Re: Does undef free ram?
by Elian (Parson) on Jul 17, 2002 at 15:20 UTC
    Yes, undef is the best way to completely release the memory that an array uses. That memory will be available for reallocation in your program. The memory will not, unless the array is very large and you're using an OS or version of libc that supports it, be released back to system.

    In this case, where your array is 10K elements or so, it's probably not worth it. That's only using 40K of memory, which really isn't that much.

Re: Does undef free ram?
by Marza (Vicar) on Jul 17, 2002 at 06:11 UTC

    I think undef will be fine if you are dumping the hash or array.

    Also how many elements are you talking about? I have to ask because one of my partners was concerned about the same thing and he had 100 elements? ;)

    Many machines these days have tons of ram and it quickly recovers stuff once a job completes. So it is good to be clean but don't get too freeked out unless of course you have gigantic arrays and hashes.

    Just my .02

      I believe my arrays will be limited to 10,000 or less. Normally I wouldn't be concerned because I've never seen a problem with Perl on a Linux box holding ram after the job completes. I don't know if this is to the credit of Linux or Perl or both. But so far once the job completes it looks like all ram is returned.

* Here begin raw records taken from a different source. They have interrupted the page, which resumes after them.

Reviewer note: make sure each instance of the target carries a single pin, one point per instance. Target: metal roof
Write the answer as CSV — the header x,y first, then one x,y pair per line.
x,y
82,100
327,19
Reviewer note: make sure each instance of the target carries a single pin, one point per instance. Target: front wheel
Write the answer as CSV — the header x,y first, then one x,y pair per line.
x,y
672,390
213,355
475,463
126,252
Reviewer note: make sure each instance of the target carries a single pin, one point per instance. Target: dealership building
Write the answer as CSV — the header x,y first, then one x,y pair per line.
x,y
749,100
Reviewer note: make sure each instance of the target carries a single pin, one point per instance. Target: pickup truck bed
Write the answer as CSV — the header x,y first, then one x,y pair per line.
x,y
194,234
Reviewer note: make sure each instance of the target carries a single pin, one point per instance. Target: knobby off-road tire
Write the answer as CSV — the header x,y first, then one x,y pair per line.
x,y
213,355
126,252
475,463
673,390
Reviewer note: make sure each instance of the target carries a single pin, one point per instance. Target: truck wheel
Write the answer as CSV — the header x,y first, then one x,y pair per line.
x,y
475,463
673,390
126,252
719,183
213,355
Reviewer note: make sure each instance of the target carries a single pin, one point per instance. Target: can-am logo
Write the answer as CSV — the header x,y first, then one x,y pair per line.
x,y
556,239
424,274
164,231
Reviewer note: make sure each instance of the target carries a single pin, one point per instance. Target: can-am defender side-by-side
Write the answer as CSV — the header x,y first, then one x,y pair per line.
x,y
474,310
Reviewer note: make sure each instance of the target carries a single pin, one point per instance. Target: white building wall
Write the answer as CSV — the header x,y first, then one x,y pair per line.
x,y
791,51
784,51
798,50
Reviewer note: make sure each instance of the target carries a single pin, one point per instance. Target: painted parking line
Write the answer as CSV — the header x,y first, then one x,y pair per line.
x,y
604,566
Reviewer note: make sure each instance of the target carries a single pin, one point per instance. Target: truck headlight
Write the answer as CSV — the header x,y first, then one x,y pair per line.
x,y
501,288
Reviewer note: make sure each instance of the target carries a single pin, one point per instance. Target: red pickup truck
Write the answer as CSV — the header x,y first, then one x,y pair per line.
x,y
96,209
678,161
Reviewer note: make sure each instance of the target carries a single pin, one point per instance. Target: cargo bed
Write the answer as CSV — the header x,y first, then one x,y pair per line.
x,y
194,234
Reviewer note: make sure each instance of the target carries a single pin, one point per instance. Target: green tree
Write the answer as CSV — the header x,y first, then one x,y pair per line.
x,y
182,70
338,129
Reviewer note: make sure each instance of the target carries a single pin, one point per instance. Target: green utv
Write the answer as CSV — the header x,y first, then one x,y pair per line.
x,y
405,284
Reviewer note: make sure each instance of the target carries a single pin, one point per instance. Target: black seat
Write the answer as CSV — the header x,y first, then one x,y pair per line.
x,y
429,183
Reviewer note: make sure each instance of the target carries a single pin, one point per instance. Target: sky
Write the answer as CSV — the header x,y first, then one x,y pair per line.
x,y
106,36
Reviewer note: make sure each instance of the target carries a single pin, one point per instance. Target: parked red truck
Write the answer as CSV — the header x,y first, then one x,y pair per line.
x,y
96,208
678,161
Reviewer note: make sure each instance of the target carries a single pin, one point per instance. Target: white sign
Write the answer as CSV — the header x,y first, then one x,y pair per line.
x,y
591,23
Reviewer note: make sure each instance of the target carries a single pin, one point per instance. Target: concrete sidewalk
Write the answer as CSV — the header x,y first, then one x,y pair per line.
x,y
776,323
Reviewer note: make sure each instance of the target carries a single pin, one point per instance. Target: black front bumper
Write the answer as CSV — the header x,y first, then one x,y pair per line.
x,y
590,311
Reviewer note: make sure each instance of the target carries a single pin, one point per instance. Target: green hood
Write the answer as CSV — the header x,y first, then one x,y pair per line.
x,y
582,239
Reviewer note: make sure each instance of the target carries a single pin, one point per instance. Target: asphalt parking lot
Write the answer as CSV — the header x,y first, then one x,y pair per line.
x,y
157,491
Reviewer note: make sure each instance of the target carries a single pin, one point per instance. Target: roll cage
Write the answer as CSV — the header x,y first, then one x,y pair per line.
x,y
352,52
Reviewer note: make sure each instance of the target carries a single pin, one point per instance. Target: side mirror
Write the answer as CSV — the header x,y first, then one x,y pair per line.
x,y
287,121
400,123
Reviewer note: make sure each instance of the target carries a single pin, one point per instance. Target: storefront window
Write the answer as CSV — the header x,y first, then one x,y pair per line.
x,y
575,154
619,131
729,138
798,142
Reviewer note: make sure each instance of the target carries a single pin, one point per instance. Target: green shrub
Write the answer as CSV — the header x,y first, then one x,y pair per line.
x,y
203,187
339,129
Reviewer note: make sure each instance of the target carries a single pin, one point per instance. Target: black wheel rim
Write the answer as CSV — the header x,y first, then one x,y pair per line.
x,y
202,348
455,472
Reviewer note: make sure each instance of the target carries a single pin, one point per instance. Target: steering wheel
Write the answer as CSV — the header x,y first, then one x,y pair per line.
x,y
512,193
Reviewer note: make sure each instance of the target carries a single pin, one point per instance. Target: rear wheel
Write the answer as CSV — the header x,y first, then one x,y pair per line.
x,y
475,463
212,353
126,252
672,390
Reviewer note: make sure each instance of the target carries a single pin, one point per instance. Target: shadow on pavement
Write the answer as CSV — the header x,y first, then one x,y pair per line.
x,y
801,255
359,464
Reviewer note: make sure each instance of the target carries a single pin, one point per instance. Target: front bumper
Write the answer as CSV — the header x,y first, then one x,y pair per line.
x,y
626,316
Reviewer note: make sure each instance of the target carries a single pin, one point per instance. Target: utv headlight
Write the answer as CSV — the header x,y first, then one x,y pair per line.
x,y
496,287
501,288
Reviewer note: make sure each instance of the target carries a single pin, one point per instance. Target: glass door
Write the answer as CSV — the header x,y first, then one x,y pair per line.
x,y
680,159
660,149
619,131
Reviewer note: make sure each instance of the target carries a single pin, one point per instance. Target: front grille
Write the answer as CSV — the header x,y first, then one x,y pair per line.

      However since I'll be using a couple of dozen 10,000+ arrays one after the other during the same job I was concerned about memory during the job.

      Claude

Re: Does undef free ram?
by talexb (Chancellor) on Jul 17, 2002 at 13:10 UTC
    Just to echo what bronto already said -- let the arrays you don't need go out of scope and let Perl take care of the memory management. That's cleaner than using undef on the arrays.

    --t. alex

    "Mud, mud, glorious mud. Nothing quite like it for cooling the blood!"
    --Michael Flanders and Donald Swann

      Except this isn't entirely true--perl doesn't release the memory used for the array itself, though the memory for the scalars is released. If you want an array's memory released, you do have to undef it.